For example, we may want to return authors along with, for example, number of books they have written, then we may do something like this:

create function get_authors_with_details(
    _author_id int
)
returns table(
    author authors,
    books int
)
language sql
as $$
select 
    row(a.author_id, first_name, last_name), 
    count(b.*)
from authors a join books b using (author_id)
where 
    _author_id is null or author_id = _author_id
group by 
    a.author_id, first_name, last_name;
$$;
comment on function get_authors_with_details(int) is 'HTTP GET';

When we return a table type with multiple columns, NpgsqlRest will merge all columns, including custom types, into a single JSON object per row. The response for /api/example-12/get-authors-with-details now looks like this:

[
  {
    "authorId": 1,
    "firstName": "George",
    "lastName": "Orwell",
    "books": 2
  },
  {
    "authorId": 2,
    "firstName": "Jane",
    "lastName": "Austen",
    "books": 2
  },
  ...
]

As we can see, the author custom type fields are merged into the main object, resulting in a flat structure that is easy to consume.

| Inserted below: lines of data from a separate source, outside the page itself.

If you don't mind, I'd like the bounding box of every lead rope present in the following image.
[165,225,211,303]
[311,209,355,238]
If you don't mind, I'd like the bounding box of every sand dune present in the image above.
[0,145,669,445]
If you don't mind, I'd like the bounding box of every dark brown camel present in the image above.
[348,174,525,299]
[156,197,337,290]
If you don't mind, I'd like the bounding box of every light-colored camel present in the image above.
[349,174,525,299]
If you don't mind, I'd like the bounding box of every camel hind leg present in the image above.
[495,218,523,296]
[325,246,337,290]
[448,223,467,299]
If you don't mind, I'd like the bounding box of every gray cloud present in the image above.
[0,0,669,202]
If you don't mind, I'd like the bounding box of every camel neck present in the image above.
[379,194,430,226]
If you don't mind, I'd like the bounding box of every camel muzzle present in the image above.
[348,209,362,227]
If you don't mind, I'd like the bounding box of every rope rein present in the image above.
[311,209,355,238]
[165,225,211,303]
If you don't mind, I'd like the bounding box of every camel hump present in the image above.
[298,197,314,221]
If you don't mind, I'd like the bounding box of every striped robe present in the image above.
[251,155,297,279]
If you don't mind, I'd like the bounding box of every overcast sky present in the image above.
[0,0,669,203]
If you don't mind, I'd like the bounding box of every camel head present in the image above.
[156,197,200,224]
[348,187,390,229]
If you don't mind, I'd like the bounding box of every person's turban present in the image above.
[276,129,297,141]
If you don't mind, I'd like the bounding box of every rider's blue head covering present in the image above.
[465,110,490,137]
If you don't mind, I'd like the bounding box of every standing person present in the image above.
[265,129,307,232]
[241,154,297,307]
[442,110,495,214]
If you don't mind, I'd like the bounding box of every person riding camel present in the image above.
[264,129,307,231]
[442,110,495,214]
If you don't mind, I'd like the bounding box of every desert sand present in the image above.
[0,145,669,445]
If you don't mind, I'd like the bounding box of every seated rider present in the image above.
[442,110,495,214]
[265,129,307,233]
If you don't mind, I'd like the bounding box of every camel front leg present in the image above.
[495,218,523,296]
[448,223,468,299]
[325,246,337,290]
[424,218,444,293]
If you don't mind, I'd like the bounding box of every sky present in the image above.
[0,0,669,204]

But we are not limited to table types, we can comibine multiple custom types, including user defined types as well:

-- Define a custom type to hold book statistics
create type books_info as (
    books int,
    active_reviews int,
    avg_rating numeric
);

create function get_authors_with_details_type(
    _author_id int
)
returns table(
    author authors,
    books_info books_info
)
language sql
as $$
select 
    row(a.author_id, a.first_name, a.last_name), 
    (count(distinct b.book_id), count(r.review_id), avg(r.rating))
from 
    authors a 
    left join books b using (author_id)
    left join reviews r on b.book_id = r.book_id
where 
    _author_id is null or author_id = _author_id
group by 
    a.author_id, first_name, last_name;
$$;
comment on function get_authors_with_details_type(int) is '
HTTP GET
';

As we can see, we are returning two custom types now, table type authors and custom type books_info. Note on implementation and casting types:

• We are using usage of row(...) constructor to create a table row that matches the authors type.
• We are using tuple syntax (count(...), count(...), avg(...)) to create a composite type that matches the books_info type. In this case, no explicit casting is needed as PostgreSQL can infer the type from the return type declaration.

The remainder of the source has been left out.